Approximations of stand water use versus evapotranspiration from three mangrove forests in southwest Florida, USA

• We use sap flux to determine stand water use (S) for 3 mangrove forests in Florida.
• We compare rates of S with evapotranspiration (ET).
• S represented 34–66% of ET, depending on forest structural characteristics.
• S ranged from conservative rates of 350 mm year−1 to higher rates of 872 mm year−1.
• Many mangrove forests are small in stature and likely conservative in water use.
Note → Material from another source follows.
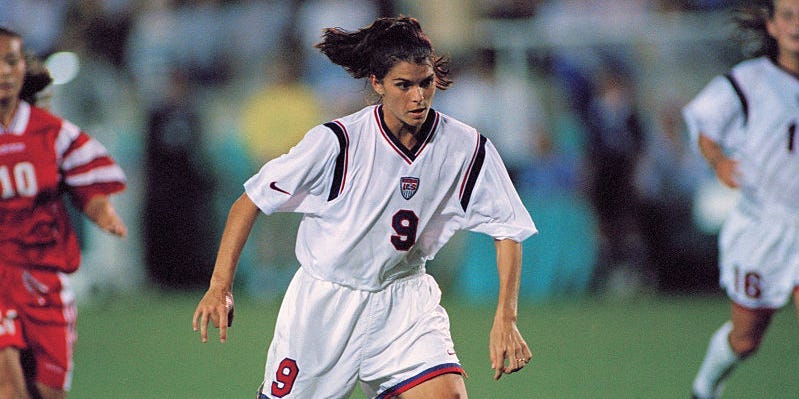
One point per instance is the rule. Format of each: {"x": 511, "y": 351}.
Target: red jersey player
{"x": 43, "y": 159}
Leaves from mangrove forests are often considered efficient in the use of water during photosynthesis, but less is known about whole-tree and stand-level water use strategies. Are mangrove forests as conservative in water use as experimental studies on seedlings imply? Here, we apply a simple model to estimate stand water use (S), determine the contribution of S to evapotranspiration (ET), and approximate the distribution of S versus ET over annual cycles for three mangrove forests in southwest Florida, USA. The value of S ranged from 350 to 511 mm year−1 for two mangrove forests in Rookery Bay to 872 mm year−1 for a mangrove forest along the Shark River in Everglades National Park. This represents 34–49% of ET for Rookery Bay mangroves, a rather conservative rate of S, and 63–66% of ET for the Shark River mangroves, a less conservative rate of S. However, variability in estimates of S in mangroves is high enough to require additional study on the spatial changes related to forest structural shifts, different tidal regimes, and variable site-specific salinity concentrations in multiple mangrove forests before a true account of water use conservation strategies can be understood at the landscape scale. Evidence does suggest that large, well-developed mangrove forests have the potential to contribute considerably to the ET balance; however, regionally most mangrove forests are much smaller in stature in Florida and likely contribute less to regional water losses through stand-level transpiration.